In order to alert users when a password they are using has been compromised, Google is releasing a new extension for its Chrome browser. The new feature is called “Password Checkup,” and it will be largely unobtrusive. In fact, it will only alert the user when they attempt to use a password through Chrome that is part of Google’s enormous database of passwords known to have been hacked. It will not be another extension where users are alerted that their password is not secure because it does not contain enough random characters, numbers, etc.
Google has long been interested in protecting Chrome users’ passwords, in part because they are often the very same ones used to access Google services.

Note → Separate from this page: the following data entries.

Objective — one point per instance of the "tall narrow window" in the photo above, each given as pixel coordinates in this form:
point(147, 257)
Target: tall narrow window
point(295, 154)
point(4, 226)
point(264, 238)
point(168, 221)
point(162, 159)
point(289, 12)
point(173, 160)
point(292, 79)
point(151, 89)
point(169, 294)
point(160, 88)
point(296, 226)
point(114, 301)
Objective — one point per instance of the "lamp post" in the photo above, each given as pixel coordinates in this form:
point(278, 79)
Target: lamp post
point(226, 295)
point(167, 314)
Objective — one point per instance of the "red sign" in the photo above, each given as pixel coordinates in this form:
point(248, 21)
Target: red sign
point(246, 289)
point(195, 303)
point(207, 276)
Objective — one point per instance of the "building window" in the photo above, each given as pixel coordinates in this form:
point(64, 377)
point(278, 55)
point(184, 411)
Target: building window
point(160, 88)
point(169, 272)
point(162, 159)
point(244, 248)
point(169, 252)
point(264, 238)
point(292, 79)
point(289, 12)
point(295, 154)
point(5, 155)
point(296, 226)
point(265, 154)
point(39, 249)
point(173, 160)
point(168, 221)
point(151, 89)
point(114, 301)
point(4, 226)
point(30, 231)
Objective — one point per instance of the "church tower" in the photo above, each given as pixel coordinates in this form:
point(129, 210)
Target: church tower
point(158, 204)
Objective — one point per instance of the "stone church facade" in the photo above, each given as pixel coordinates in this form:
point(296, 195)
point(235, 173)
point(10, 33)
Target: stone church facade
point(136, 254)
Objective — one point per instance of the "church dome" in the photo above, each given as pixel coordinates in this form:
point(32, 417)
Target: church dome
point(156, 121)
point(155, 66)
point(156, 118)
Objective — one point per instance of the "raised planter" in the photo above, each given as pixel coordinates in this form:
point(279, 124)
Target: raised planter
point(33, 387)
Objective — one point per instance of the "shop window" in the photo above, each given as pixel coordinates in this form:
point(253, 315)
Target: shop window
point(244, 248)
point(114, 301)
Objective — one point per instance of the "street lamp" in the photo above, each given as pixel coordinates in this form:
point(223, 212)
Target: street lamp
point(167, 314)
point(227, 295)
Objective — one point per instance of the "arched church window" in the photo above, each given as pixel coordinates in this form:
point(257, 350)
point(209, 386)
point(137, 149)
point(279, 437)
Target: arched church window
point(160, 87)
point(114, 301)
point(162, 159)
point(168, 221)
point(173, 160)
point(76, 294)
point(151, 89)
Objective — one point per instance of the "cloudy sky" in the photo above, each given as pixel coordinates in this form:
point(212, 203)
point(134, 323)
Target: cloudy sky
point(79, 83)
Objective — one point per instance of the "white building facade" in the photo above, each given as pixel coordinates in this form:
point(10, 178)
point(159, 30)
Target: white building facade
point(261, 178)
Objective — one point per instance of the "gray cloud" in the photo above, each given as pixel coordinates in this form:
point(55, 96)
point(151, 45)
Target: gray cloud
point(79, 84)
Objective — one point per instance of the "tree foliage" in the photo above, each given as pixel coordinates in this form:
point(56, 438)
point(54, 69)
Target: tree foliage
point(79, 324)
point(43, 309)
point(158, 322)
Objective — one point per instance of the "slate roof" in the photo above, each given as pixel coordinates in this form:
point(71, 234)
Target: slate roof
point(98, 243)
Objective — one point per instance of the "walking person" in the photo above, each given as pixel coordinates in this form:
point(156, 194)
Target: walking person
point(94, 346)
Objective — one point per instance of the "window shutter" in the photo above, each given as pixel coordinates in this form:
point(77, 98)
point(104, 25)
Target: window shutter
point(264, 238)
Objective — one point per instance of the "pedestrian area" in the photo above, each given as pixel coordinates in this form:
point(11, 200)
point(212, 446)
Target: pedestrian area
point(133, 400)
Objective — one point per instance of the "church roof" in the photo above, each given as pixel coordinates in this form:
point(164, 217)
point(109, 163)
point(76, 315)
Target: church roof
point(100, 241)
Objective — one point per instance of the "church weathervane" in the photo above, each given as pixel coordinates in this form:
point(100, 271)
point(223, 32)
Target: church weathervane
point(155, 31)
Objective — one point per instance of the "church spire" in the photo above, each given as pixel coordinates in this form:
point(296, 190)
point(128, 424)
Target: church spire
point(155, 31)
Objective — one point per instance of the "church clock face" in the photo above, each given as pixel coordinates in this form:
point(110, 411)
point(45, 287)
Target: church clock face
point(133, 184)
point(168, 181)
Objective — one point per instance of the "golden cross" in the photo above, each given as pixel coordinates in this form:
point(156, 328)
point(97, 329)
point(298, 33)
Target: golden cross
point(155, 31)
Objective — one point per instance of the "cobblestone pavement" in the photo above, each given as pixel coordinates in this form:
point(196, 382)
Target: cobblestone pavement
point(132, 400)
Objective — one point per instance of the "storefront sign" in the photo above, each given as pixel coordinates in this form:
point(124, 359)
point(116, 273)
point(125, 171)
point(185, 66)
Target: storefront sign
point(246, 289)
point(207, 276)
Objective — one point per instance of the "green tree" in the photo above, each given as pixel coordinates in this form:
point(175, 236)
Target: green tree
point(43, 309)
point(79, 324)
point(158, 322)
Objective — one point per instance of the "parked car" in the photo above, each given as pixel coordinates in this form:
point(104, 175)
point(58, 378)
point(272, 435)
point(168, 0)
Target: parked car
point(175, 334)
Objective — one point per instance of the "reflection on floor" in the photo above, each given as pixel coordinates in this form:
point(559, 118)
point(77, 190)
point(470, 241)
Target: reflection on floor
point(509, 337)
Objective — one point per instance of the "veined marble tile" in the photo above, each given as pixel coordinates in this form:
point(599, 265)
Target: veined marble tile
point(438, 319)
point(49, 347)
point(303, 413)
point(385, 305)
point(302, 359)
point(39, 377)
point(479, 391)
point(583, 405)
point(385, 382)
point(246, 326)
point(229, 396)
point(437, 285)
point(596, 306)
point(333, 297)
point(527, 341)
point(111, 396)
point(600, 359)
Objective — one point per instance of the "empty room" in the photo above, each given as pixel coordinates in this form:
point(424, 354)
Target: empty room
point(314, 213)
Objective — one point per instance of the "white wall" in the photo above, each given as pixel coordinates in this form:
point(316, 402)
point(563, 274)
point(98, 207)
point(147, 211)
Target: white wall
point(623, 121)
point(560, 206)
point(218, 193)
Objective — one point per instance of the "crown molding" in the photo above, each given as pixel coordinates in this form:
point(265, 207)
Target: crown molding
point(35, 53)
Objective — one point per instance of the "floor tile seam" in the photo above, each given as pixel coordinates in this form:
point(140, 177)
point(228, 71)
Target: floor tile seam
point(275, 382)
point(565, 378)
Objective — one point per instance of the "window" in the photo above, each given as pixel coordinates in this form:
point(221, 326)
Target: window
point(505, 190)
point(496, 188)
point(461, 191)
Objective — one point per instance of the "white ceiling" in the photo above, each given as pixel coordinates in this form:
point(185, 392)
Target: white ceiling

Furthermore, so many passwords have been already compromised that many are floating around the Internet. The result is user unease about their own security. Password Checkup works on any site someone is trying to log into through Chrome.
Google’s security team has scoured the Internet for lists of compromised passwords and added them to their own database. While they do not deal directly with hackers, they do accept donations of stolen passwords from researchers. They have gathered roughly four billion unique user name and password combinations so far.
For years, Google has been detecting when a user attempts to log into a Google services such as gmail through a compromised password and then demanding a reset. Password Checkup takes the same concept and extends it to any site on the Internet, not just those managed by Google. With the release of Password Checkup, Google cautions that they are erring on the side of customer convenience and that the extension is still in the experimental phase.
Because Google is now checking and retaining so many passwords in the effort to protect its users, some fear that they are creating a security risk through developing an enormous database that could be hacked itself. Google’s security team reports that they have made multiple efforts to ensure against this. Among other things, they only collect what information they need to, they scramble and encrypt what data they do find and they use a hashing algorithm for additional security. Google is publishing an academic paper in conjunction with the release of the extension, and they are very much committed to developing and improving it as time goes by.